Technical Implementation
Model Configuration
- Parameters: ~612M total (accounting for weight tying between embeddings and LM head).
- Layers: 28 transformer blocks with residual connections.
- Hidden Size: 1024-dimensional embeddings throughout.
- Attention: 16 query heads with 128-dimensional head size, 8 KV heads.
- FFN: 3072-dimensional intermediate layer with SwiGLU activation.
Attention Mechanism
- GQA Implementation: KV heads are repeated to match query head count during attention computation.
- Causal Masking: Upper triangular mask prevents attending to future tokens.
- Score Computation: Scaled dot-product attention with proper normalization.
- KV Cache Structure: Designed to support efficient incremental decoding during inference.
Position Encoding
- Frequency Calculation: Complex exponential approach with base frequency scaling.
- Rotation Application: Query and key vectors rotated using precomputed sin/cos values.
- Head Dimension Handling: Proper splitting and recombination for multi-head attention.
Normalization Strategy
- Pre-Norm Architecture: RMSNorm applied before attention and FFN sub-layers.
- Residual Connections: Skip connections around each sub-layer preserve gradient flow.
- Final Normalization: RMSNorm before the language modeling head for output stability.
Memory Optimization
- Weight Tying: Embeddings and LM head share parameters, reducing total count.
- GQA Efficiency: Fewer KV heads reduce memory requirements for attention.

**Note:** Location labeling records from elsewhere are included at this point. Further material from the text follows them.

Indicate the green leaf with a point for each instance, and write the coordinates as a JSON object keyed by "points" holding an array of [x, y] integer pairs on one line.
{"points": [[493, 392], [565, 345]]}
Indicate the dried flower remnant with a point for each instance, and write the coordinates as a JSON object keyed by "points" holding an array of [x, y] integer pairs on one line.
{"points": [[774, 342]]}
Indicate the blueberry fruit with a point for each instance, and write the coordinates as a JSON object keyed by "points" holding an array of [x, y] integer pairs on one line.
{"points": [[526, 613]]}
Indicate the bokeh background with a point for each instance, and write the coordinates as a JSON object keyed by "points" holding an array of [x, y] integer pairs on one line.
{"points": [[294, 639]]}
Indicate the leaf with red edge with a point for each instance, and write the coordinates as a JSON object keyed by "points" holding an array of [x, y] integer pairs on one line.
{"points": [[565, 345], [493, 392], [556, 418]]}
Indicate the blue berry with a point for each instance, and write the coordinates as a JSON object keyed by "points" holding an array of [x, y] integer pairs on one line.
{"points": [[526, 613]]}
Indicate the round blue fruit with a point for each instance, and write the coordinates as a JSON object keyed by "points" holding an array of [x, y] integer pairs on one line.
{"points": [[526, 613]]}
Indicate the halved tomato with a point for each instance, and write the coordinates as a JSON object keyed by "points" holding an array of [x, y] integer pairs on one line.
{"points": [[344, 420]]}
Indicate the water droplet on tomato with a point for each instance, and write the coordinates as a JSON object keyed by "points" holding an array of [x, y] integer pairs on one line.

- Float32 Precision: Default precision with flexibility for mixed-precision training.
Behind the Scenes
Building Qwen3 from scratch was an exercise in understanding every detail of modern transformer architectures. The process involved careful study of the original Qwen papers, analyzing existing implementations, and debugging numerical issues with attention masks and position encodings. The project reveals how seemingly simple components like RoPE and RMSNorm significantly impact model behavior and training dynamics. It also demonstrates that building an LLM from scratch, while challenging, is achievable and provides invaluable insights into how these powerful models actually work under the hood.